Small-scale (Huang et al., 2020; Pakdemirli et al., 2020; Xie et al., 2020) and larger-scale studies (Chung et al., 2020) have shown that PCR-based methods have limited sensitivity and that chest CTs can reveal abnormalities in almost all COVID-19 patients. This was found to be the case even for asymptomatic individuals or patients with initial negative RT-PCR but clinical symptoms, thus showing that CT scans have higher sensitivity compared with RT-PCR (Ai et al., 2020; Fang et al., 2020; Xie et al., 2020). CT, however, has disadvantages such as low specificity as the features from COVID-19 patients are similar to those of other viral cases of pneumonia (Ai et al., 2020). To show the high sensitive value of chest CT as a diagnostic test, some research groups have compared the results from the chest CT scan with RT-PCR.

A study (Fang et al., 2020) that compared the sensitivity of chest CT with RT-PCR reported that chest CT had a sensitivity of 98% for COVID-19 while RT-PCR sensitivity was 71% when 51 patients were tested within 3 d. The study also suggested chest CT could be used as an early diagnostic method of respiratory diseases such as COVID-19, while RT-PCR could maintain its position as a standard of reference.

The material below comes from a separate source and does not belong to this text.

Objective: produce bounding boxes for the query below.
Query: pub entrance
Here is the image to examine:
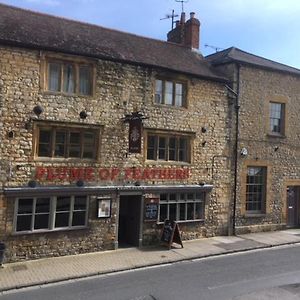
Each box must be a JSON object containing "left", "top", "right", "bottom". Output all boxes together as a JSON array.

In a similar study on the sensitivity of RT-PCR and chest CT, a comparison of the results from chest CT and the initial and serial RT-PCR was performed (Ai et al., 2020). The results indicated that 59% of the patients had positive RT-PCR, while the positive rate for chest CT was 88%. Also, 75% of the patients who were diagnosed negative by RT-PCR had abnormalities in their chest CT and had positive chest CT for COVID-19. The results from serial RT-PCR indicated that the average time between initial negative RT-PCR to a positive one is 5.1 ± 1.5 d. The false-negative results of initial RT-PCR were in line with the results from other reported studies (Chung et al., 2020; Xie et al., 2020). These false-negative results would aid the further spread of the virus, which would not be desirable. In conclusion, the results highlighted that chest CT is more sensitive compared with initial RT-PCR, and that, in epidemic areas, it could be considered as the primary diagnosis method for COVID-19.